N.B. the path to the main hadoop configuration must be added to the classpath of every application that uses hadoop. If using the NetarchiveSuite DeploymentApplication, this can be achieved by adding 

    <deployClassPath>/home/netarkdv/extra_configs/hadoop_config</deployClassPath>

or similar to every application that needs to use hadoop - currently IndexRequestServer, WaybackIndexer, and the GUIApplication.

Other hadoop settings.

<settings>
    <common>
      <hadoop>
        <kerberos>
          <principal>nat-csr@KBHPC.KB.DK</principal>
          <keytab>/home/devel/extra_configs/kerberos_config/nat-csr.keytab</keytab>
          <krb5-conf>/home/devel/extra_configs/kerberos_config/krb5.conf</krb5-conf>
        </kerberos>
        <mapred>
          <hadoopUberJar>uberlib/hadoop-uber-jar.jar</hadoopUberJar>
          <cdxJob>
            <inputDir>/user/nat-csr/nas_cdx_input</inputDir>
            <outputDir>/user/nat-csr/nas_cdx_output</outputDir>
          </cdxJob>
          <metadataExtractionJob>
            <inputDir>/user/nat-csr/nas_cache_input</inputDir>
            <outputDir>/user/nat-csr/nas_cache_output</outputDir>
          </metadataExtractionJob>
          <metadataCDXExtractionJob>
            <inputDir>/user/nat-csr/nas_metadata_cdx_input</inputDir>
            <outputDir>/user/nat-csr/nas_metadata_cdx_output</outputDir>
          </metadataCDXExtractionJob>
          <crawlLogExtractionJob>
            <inputDir>/user/nat-csr/nas_crawllog_input</inputDir>
            <outputDir>/user/nat-csr/nas_crawllog_output</outputDir>
          </crawlLogExtractionJob>
        </mapred>
      </hadoop>
      <useBitmagHadoopBackend>true</useBitmagHadoopBackend>

Note that the kerberos principal and keytab (ie username and password) should be supplied by the application manager for the hadoop platform, as is the krb5.conf file.

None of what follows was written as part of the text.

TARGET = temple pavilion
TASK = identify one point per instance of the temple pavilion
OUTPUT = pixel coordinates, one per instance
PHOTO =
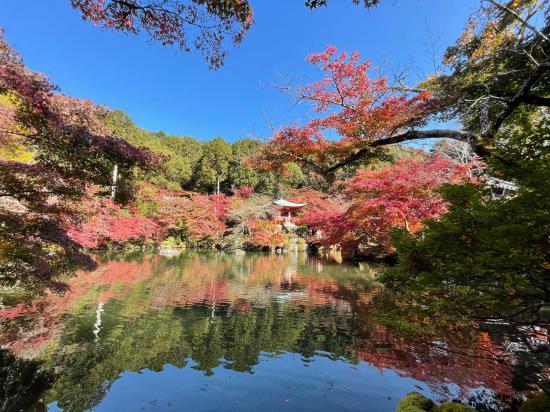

The hadoopUberJar is now included in the standard netarchivesuite deployment and should therefore have the value shown. The various input and output directories refer to paths under hadoops hdfs filesystem. These may need to be adjusted depending on the hadoop username used ie. they should refer to paths where that user has write-permission. 

WarcRecordService

The following settings are needed 

<settings>
	<common>
		<warcRecordService> 
			<baseUrl>https://kb-test-netarkivet-bitmag-acs-01.kb.dk/cgi-bin/warcrecordservice.cgi/</baseUrl>
		</warcRecordService>
		<fileResolver>
			<class>dk.netarkivet.common.utils.service.FileResolverRESTClient</class>
			<baseUrl>https://kb-test-netarkivet-bitmag-acs-01.kb.dk/cgi-bin/fileresolver.cgi/</baseUrl>
			<keyfile>/home/devel/extra_configs/https_config/https_key.pem</keyfile>
		</fileResolver>

The two urls should be provided by the application manager for the WarcRecordService system. The keyfile should be generated by the NetarchiveSuite application manager and supplied to the application manager for the WarcRecordService system.